Cashier Bea Cooper, 23, read a statement accusing Seward managers of “unequal and unfair application of discipline, discrimination and harassment in the workplace” and “intimidation through various means, including one-on-one meetings.”
Food co-ops in Minneapolis have seen a recent surge in unionization. Linden Hills Co-op and East Side Food Co-op, each with about 85 eligible employees, were unionized this year by Local 653, and the Wedge Community Co-op, which has about 160 employees, was unionized in 2015 by UFCW Local 1189.

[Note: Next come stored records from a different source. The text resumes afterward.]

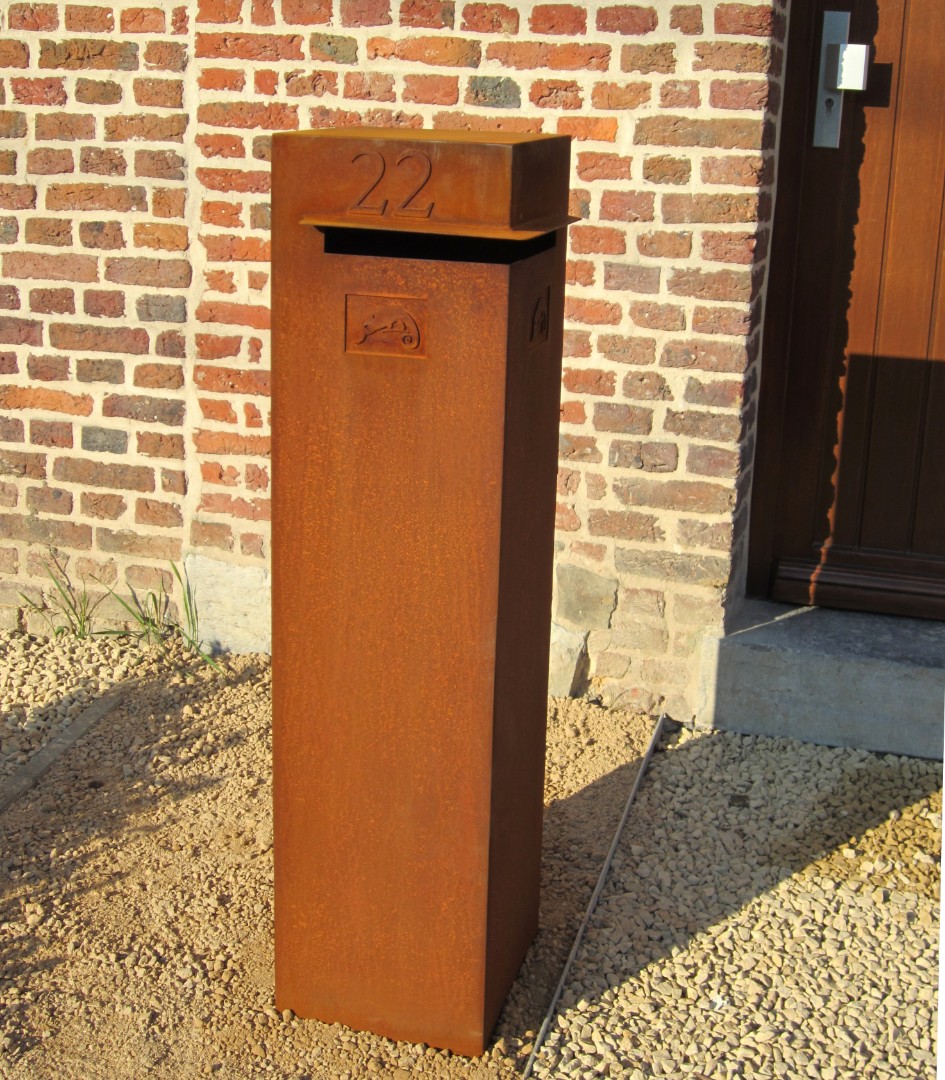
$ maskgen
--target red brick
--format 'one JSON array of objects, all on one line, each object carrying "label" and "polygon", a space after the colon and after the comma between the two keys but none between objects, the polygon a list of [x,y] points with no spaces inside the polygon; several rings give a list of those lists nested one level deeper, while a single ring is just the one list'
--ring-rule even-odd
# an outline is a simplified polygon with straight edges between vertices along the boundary
[{"label": "red brick", "polygon": [[162,330],[155,340],[154,352],[156,356],[183,360],[187,355],[187,339],[179,330]]},{"label": "red brick", "polygon": [[669,13],[669,28],[683,34],[701,34],[702,5],[676,4]]},{"label": "red brick", "polygon": [[184,516],[174,503],[136,499],[135,521],[139,525],[155,525],[159,529],[177,529],[184,524]]},{"label": "red brick", "polygon": [[282,0],[282,19],[290,26],[318,26],[331,22],[331,0]]},{"label": "red brick", "polygon": [[128,171],[128,162],[122,150],[98,146],[83,146],[79,165],[82,172],[97,173],[99,176],[124,176]]},{"label": "red brick", "polygon": [[111,210],[128,213],[146,210],[143,187],[123,184],[50,184],[46,191],[47,210]]},{"label": "red brick", "polygon": [[653,427],[653,410],[639,405],[619,405],[598,401],[594,404],[594,429],[614,431],[621,435],[649,435]]},{"label": "red brick", "polygon": [[26,362],[26,371],[37,382],[61,382],[69,378],[69,357],[34,354]]},{"label": "red brick", "polygon": [[226,300],[201,301],[197,306],[197,319],[200,322],[251,326],[257,330],[268,330],[270,325],[268,307]]},{"label": "red brick", "polygon": [[539,79],[533,82],[528,99],[541,109],[580,109],[584,104],[578,84],[561,79]]},{"label": "red brick", "polygon": [[254,465],[249,462],[246,465],[246,486],[250,491],[268,491],[269,490],[269,471],[268,469]]},{"label": "red brick", "polygon": [[104,251],[116,251],[125,246],[125,237],[117,221],[82,221],[79,223],[79,240],[83,247]]},{"label": "red brick", "polygon": [[115,465],[87,458],[58,458],[53,477],[87,487],[154,491],[154,470],[146,465]]},{"label": "red brick", "polygon": [[156,218],[182,218],[186,206],[183,188],[155,188],[151,194],[151,213]]},{"label": "red brick", "polygon": [[184,422],[184,402],[174,398],[109,394],[102,402],[102,416],[117,416],[145,424],[180,427]]},{"label": "red brick", "polygon": [[78,352],[117,352],[140,355],[149,346],[147,330],[131,326],[77,326],[53,323],[49,343],[55,349]]},{"label": "red brick", "polygon": [[240,368],[198,364],[194,368],[194,385],[199,390],[214,394],[261,394],[268,397],[270,393],[268,371],[245,371]]},{"label": "red brick", "polygon": [[142,536],[141,533],[122,529],[97,528],[95,544],[99,551],[119,552],[124,555],[137,555],[145,559],[161,559],[176,562],[180,559],[181,542],[169,536]]},{"label": "red brick", "polygon": [[158,431],[139,431],[136,434],[138,453],[145,457],[174,458],[184,457],[184,437],[165,435]]},{"label": "red brick", "polygon": [[26,509],[30,513],[71,514],[72,493],[64,488],[27,488]]},{"label": "red brick", "polygon": [[[237,0],[242,3],[243,0]],[[234,68],[204,68],[197,79],[201,90],[242,90],[246,73]]]},{"label": "red brick", "polygon": [[529,16],[528,28],[533,34],[578,37],[587,32],[587,10],[578,4],[538,4]]},{"label": "red brick", "polygon": [[762,157],[707,157],[702,159],[701,175],[707,184],[737,187],[760,187],[771,182],[771,167]]},{"label": "red brick", "polygon": [[661,109],[697,109],[701,97],[694,79],[668,79],[660,87]]},{"label": "red brick", "polygon": [[72,222],[64,218],[29,218],[26,222],[26,242],[69,247],[72,244]]},{"label": "red brick", "polygon": [[204,420],[215,420],[218,424],[235,424],[239,417],[228,401],[219,398],[197,398],[200,415]]},{"label": "red brick", "polygon": [[136,116],[106,116],[105,138],[108,142],[183,142],[189,117],[186,114],[158,116],[141,113]]},{"label": "red brick", "polygon": [[118,319],[125,314],[125,294],[117,289],[86,289],[82,310],[86,315]]},{"label": "red brick", "polygon": [[195,547],[212,547],[220,548],[223,551],[232,551],[233,530],[229,525],[209,521],[192,521],[190,523],[190,542]]},{"label": "red brick", "polygon": [[[67,100],[65,80],[61,77],[52,79],[11,78],[10,90],[13,94],[13,100],[18,105],[65,105]],[[93,121],[92,137],[94,137],[94,134],[95,125]],[[37,138],[47,137],[40,135],[37,131]]]},{"label": "red brick", "polygon": [[48,390],[45,387],[0,386],[0,407],[90,416],[92,399],[88,394],[67,394],[65,390]]},{"label": "red brick", "polygon": [[690,405],[737,409],[742,404],[743,389],[744,384],[741,380],[719,379],[701,382],[699,379],[689,379],[684,397]]},{"label": "red brick", "polygon": [[160,8],[126,8],[121,13],[123,34],[163,34],[164,12]]},{"label": "red brick", "polygon": [[575,255],[622,255],[627,250],[627,238],[619,229],[572,225],[569,234]]},{"label": "red brick", "polygon": [[761,146],[757,120],[647,116],[638,120],[633,141],[645,146],[705,146],[750,150]]},{"label": "red brick", "polygon": [[576,42],[549,45],[542,41],[494,41],[486,59],[517,69],[550,68],[552,71],[607,71],[610,46]]},{"label": "red brick", "polygon": [[394,76],[380,71],[345,72],[344,96],[358,101],[396,101]]},{"label": "red brick", "polygon": [[7,26],[10,30],[57,30],[59,12],[55,4],[11,4]]},{"label": "red brick", "polygon": [[452,30],[453,0],[401,0],[400,25],[428,30]]},{"label": "red brick", "polygon": [[595,83],[591,101],[595,109],[639,109],[650,100],[649,83]]},{"label": "red brick", "polygon": [[95,38],[41,41],[39,66],[68,71],[134,71],[138,67],[138,46]]},{"label": "red brick", "polygon": [[643,161],[643,179],[651,184],[688,184],[692,162],[688,158],[659,154]]},{"label": "red brick", "polygon": [[657,304],[638,300],[630,304],[630,318],[648,330],[684,330],[686,313],[676,304]]},{"label": "red brick", "polygon": [[116,105],[121,97],[121,86],[111,79],[76,79],[75,100],[83,105]]},{"label": "red brick", "polygon": [[709,442],[737,442],[740,427],[737,416],[695,410],[687,412],[670,410],[663,423],[663,428],[667,432],[689,435],[694,439],[705,439]]},{"label": "red brick", "polygon": [[71,150],[53,150],[43,146],[30,150],[26,155],[26,171],[40,176],[75,171],[75,162]]},{"label": "red brick", "polygon": [[742,263],[750,266],[763,258],[767,249],[767,233],[704,232],[702,257],[714,262]]},{"label": "red brick", "polygon": [[734,41],[696,42],[693,71],[751,71],[766,73],[771,63],[767,45]]},{"label": "red brick", "polygon": [[[32,431],[32,427],[31,427]],[[33,440],[35,442],[35,440]],[[22,477],[27,480],[46,479],[46,455],[23,453],[20,450],[3,450],[0,467],[6,476]],[[0,533],[0,536],[3,536]]]},{"label": "red brick", "polygon": [[699,476],[726,476],[734,479],[739,472],[740,455],[737,450],[721,446],[690,446],[686,454],[686,469]]},{"label": "red brick", "polygon": [[194,433],[194,446],[200,454],[218,456],[237,454],[248,457],[269,457],[270,439],[266,435],[238,435],[230,431]]},{"label": "red brick", "polygon": [[134,244],[155,251],[186,251],[190,246],[190,232],[186,225],[139,222],[134,227]]},{"label": "red brick", "polygon": [[688,259],[692,254],[692,233],[641,233],[637,237],[637,251],[654,259]]},{"label": "red brick", "polygon": [[0,112],[0,139],[25,139],[26,114]]},{"label": "red brick", "polygon": [[604,263],[604,288],[655,295],[660,291],[659,267]]},{"label": "red brick", "polygon": [[19,370],[16,353],[0,352],[0,375],[16,375]]},{"label": "red brick", "polygon": [[217,334],[196,335],[197,356],[201,360],[220,360],[228,356],[238,356],[243,343],[241,337],[220,337]]},{"label": "red brick", "polygon": [[597,12],[597,29],[605,34],[649,34],[656,29],[656,9],[614,4]]},{"label": "red brick", "polygon": [[744,345],[725,341],[670,341],[660,357],[663,367],[684,367],[702,372],[744,372],[748,355]]},{"label": "red brick", "polygon": [[275,0],[252,0],[253,26],[273,26],[276,21]]},{"label": "red brick", "polygon": [[650,506],[697,514],[724,514],[735,502],[733,488],[703,480],[617,480],[614,494],[625,506]]},{"label": "red brick", "polygon": [[565,298],[564,317],[571,322],[607,325],[619,323],[623,312],[619,304],[606,300],[569,296]]},{"label": "red brick", "polygon": [[16,311],[20,306],[20,290],[15,285],[0,285],[0,308]]},{"label": "red brick", "polygon": [[455,105],[459,79],[455,75],[405,75],[403,100],[418,105]]},{"label": "red brick", "polygon": [[302,40],[298,34],[198,33],[196,54],[213,60],[302,60]]},{"label": "red brick", "polygon": [[629,180],[633,159],[584,150],[577,155],[577,175],[584,181]]},{"label": "red brick", "polygon": [[519,14],[507,4],[464,4],[461,29],[478,34],[517,34]]},{"label": "red brick", "polygon": [[198,0],[198,23],[235,23],[240,21],[243,0]]},{"label": "red brick", "polygon": [[562,401],[558,412],[562,424],[583,424],[587,420],[583,401]]},{"label": "red brick", "polygon": [[0,315],[0,343],[4,345],[42,345],[43,324],[36,319]]},{"label": "red brick", "polygon": [[617,377],[612,371],[590,368],[565,368],[562,383],[572,394],[594,394],[613,397]]},{"label": "red brick", "polygon": [[[66,152],[68,153],[68,151]],[[35,151],[30,151],[26,155],[27,172],[38,172],[38,169],[30,169],[29,159],[31,153],[35,153]],[[56,151],[51,151],[51,153],[56,153]],[[0,175],[14,176],[16,174],[16,160],[17,153],[15,150],[0,150]]]},{"label": "red brick", "polygon": [[48,281],[98,281],[98,260],[93,255],[41,255],[4,252],[6,278],[41,278]]},{"label": "red brick", "polygon": [[713,79],[709,104],[714,109],[764,109],[769,101],[767,79]]},{"label": "red brick", "polygon": [[679,448],[675,443],[637,442],[614,439],[608,458],[618,469],[639,469],[641,472],[675,472],[679,465]]},{"label": "red brick", "polygon": [[668,225],[687,222],[708,224],[755,222],[759,216],[758,196],[738,195],[664,195],[663,221]]},{"label": "red brick", "polygon": [[205,158],[242,158],[246,157],[246,146],[240,135],[207,135],[196,138],[196,144]]},{"label": "red brick", "polygon": [[337,94],[338,75],[334,71],[290,71],[285,76],[285,92],[289,97],[324,97],[325,94]]},{"label": "red brick", "polygon": [[566,285],[593,285],[594,264],[590,259],[568,259],[565,265]]},{"label": "red brick", "polygon": [[674,270],[667,282],[676,296],[700,300],[750,300],[751,275],[744,270]]},{"label": "red brick", "polygon": [[154,71],[183,72],[187,60],[187,46],[173,41],[149,41],[144,49],[144,66]]},{"label": "red brick", "polygon": [[780,38],[784,34],[784,16],[771,4],[717,4],[715,32]]},{"label": "red brick", "polygon": [[299,126],[298,106],[275,102],[211,102],[197,109],[197,119],[211,127],[263,128],[268,131]]},{"label": "red brick", "polygon": [[387,26],[390,0],[339,0],[342,26]]},{"label": "red brick", "polygon": [[21,443],[24,437],[22,420],[13,416],[0,416],[0,442]]},{"label": "red brick", "polygon": [[624,45],[620,50],[620,70],[639,71],[643,75],[672,75],[676,70],[676,46]]},{"label": "red brick", "polygon": [[593,435],[559,435],[558,457],[562,461],[598,464],[603,460]]},{"label": "red brick", "polygon": [[135,103],[143,108],[180,109],[184,84],[180,79],[135,79]]},{"label": "red brick", "polygon": [[563,338],[565,356],[590,356],[591,335],[588,330],[565,330]]},{"label": "red brick", "polygon": [[744,337],[752,328],[751,314],[738,308],[697,307],[692,329],[697,334],[731,334]]},{"label": "red brick", "polygon": [[152,390],[177,390],[184,385],[184,369],[180,364],[139,364],[135,368],[134,385]]},{"label": "red brick", "polygon": [[581,528],[581,519],[574,512],[573,506],[566,503],[555,504],[555,528],[560,532],[577,532]]},{"label": "red brick", "polygon": [[369,60],[400,60],[410,64],[435,64],[440,67],[478,67],[481,46],[478,41],[459,37],[415,37],[392,41],[369,38]]},{"label": "red brick", "polygon": [[192,270],[183,259],[112,258],[105,261],[105,278],[116,285],[147,285],[154,289],[184,289]]},{"label": "red brick", "polygon": [[243,172],[240,169],[197,169],[197,179],[211,191],[268,194],[268,172]]},{"label": "red brick", "polygon": [[203,461],[200,463],[200,478],[207,484],[236,487],[240,481],[240,472],[232,465],[224,468],[219,461]]},{"label": "red brick", "polygon": [[587,524],[591,536],[612,536],[616,540],[656,543],[665,536],[652,514],[633,510],[592,510]]},{"label": "red brick", "polygon": [[75,314],[72,289],[30,289],[30,311],[41,315]]},{"label": "red brick", "polygon": [[240,499],[223,492],[204,494],[197,509],[198,512],[229,514],[247,521],[269,521],[272,516],[268,499]]},{"label": "red brick", "polygon": [[616,142],[617,121],[604,116],[561,116],[556,131],[558,135],[570,135],[572,139]]},{"label": "red brick", "polygon": [[30,50],[25,42],[0,39],[0,67],[25,68],[29,62]]},{"label": "red brick", "polygon": [[0,184],[0,209],[31,210],[35,206],[36,188],[32,184]]},{"label": "red brick", "polygon": [[49,521],[30,514],[0,515],[0,536],[44,547],[73,548],[87,551],[92,546],[92,530],[88,525],[71,521]]}]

When Whole Foods of Duluth, Minnesota, (no relation to Whole Foods Market, the anti-union, anti-co-op) began their drive, the management resisted. Quoting from an AFL-CIO newsletter: “All efforts to ask Whole Foods board and management to recognize the union or at least stay neutral … were met with ‘that’s against our belief system’ from them,” said UFCW organizer Abraham Wangnoo.
Cooperatives exist within a market system, their interests are to compete with other companies and expand their market share. Advocating cooperatives is akin to allowing small groups of slaves on a small number of plantations to self-manage themselves. It makes life better for some, but it doesn’t end the system of exploitation. Using the term “wage slavery” socialists mean that workers under capitalism are not ‘slaves’ to a particular boss, but through the system of wages they are compelled to work for bosses as a class in order to survive. It is whysocialists believe that an end to capitalism requires a struggle for the abolition of the wage system.